While the latter’s cargo carrying ability is vastly improved by a Falcon-style four-link hinge system that’s doesn’t rob luggage space, Commodore continues to lack the extra cargo-carrying flexibility of a split/folding rear seat.

Controversially, for the first time a space-saver spare wheel is now standard across the Commodore sedan range, replacing the 15-inch steel spare currently offered. A full-size spare is now a $100 option on Omega ($250 for all other variants), with wheel sizes up to the SS V’s 19-inch alloy housed in a new plastic wheel well below the boot floor.

Inside, VE’s completely redesigned interior continues to comprise four-way power driver’s seat adjustment, cruise control, a single-CD Blaupunkt sound system with MP3 compatibility, a trip computer, a five-inch central LCD information screen, four power windows and twin dual-stage front airbags.
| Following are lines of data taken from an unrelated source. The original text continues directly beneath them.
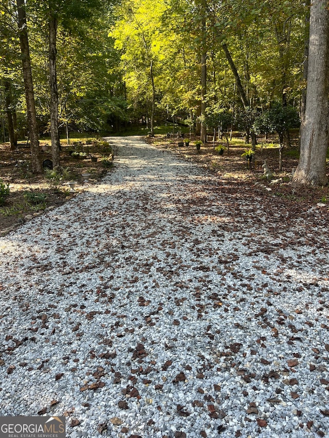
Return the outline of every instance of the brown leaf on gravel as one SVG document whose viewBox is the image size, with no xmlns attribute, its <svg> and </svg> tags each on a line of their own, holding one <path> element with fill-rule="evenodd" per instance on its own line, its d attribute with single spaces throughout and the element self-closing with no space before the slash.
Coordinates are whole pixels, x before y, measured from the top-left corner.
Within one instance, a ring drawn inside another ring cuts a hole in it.
<svg viewBox="0 0 329 438">
<path fill-rule="evenodd" d="M 107 430 L 107 425 L 106 423 L 102 423 L 97 426 L 97 431 L 99 433 L 102 434 Z"/>
<path fill-rule="evenodd" d="M 14 365 L 10 365 L 7 369 L 7 374 L 11 374 L 15 368 L 16 367 Z"/>
<path fill-rule="evenodd" d="M 179 382 L 184 382 L 184 380 L 186 380 L 186 376 L 182 371 L 181 372 L 177 374 L 177 375 L 173 380 L 173 383 L 178 383 Z"/>
<path fill-rule="evenodd" d="M 119 426 L 123 423 L 122 420 L 120 420 L 118 417 L 113 417 L 113 418 L 110 418 L 109 421 L 112 424 L 114 424 L 115 426 Z"/>
<path fill-rule="evenodd" d="M 185 409 L 185 406 L 183 406 L 182 405 L 177 405 L 176 409 L 177 412 L 181 416 L 188 417 L 190 415 L 190 412 Z"/>
<path fill-rule="evenodd" d="M 255 414 L 257 415 L 258 413 L 258 409 L 256 407 L 250 406 L 246 410 L 246 412 L 247 414 Z"/>
<path fill-rule="evenodd" d="M 64 373 L 59 373 L 55 376 L 55 380 L 59 380 L 64 375 Z"/>
<path fill-rule="evenodd" d="M 175 438 L 186 438 L 186 433 L 180 430 L 175 432 Z"/>
<path fill-rule="evenodd" d="M 288 367 L 296 367 L 296 365 L 298 365 L 298 361 L 296 360 L 296 359 L 291 359 L 287 360 L 287 363 L 288 364 Z"/>
<path fill-rule="evenodd" d="M 168 367 L 170 367 L 171 365 L 172 365 L 172 363 L 173 363 L 171 361 L 171 360 L 167 360 L 166 362 L 164 363 L 164 364 L 163 364 L 162 366 L 162 370 L 164 371 L 166 371 L 168 369 Z"/>
<path fill-rule="evenodd" d="M 129 393 L 129 396 L 132 398 L 136 397 L 138 398 L 140 397 L 139 395 L 139 393 L 138 392 L 138 390 L 136 389 L 136 388 L 133 388 L 133 389 Z"/>
</svg>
Most significantly, ESP stability control is standard across the entire Commodore sedan range for the first time, setting a new Australian standard. The Bosch ESP 8.0 system combines with standard ABS, electronic brake-force distribution and electronic brake assist.

Side and curtain remain optional (as part of a $2000 safety pack that also includes active front head restraints), as is a six-CD stacker ($595), Bluetooth connectivity ($390), higher-riding Country Pack suspension ($330), a power tilt/slide sunroof ($1690), an overhead DVD player ($1290) and metallic paint ($375).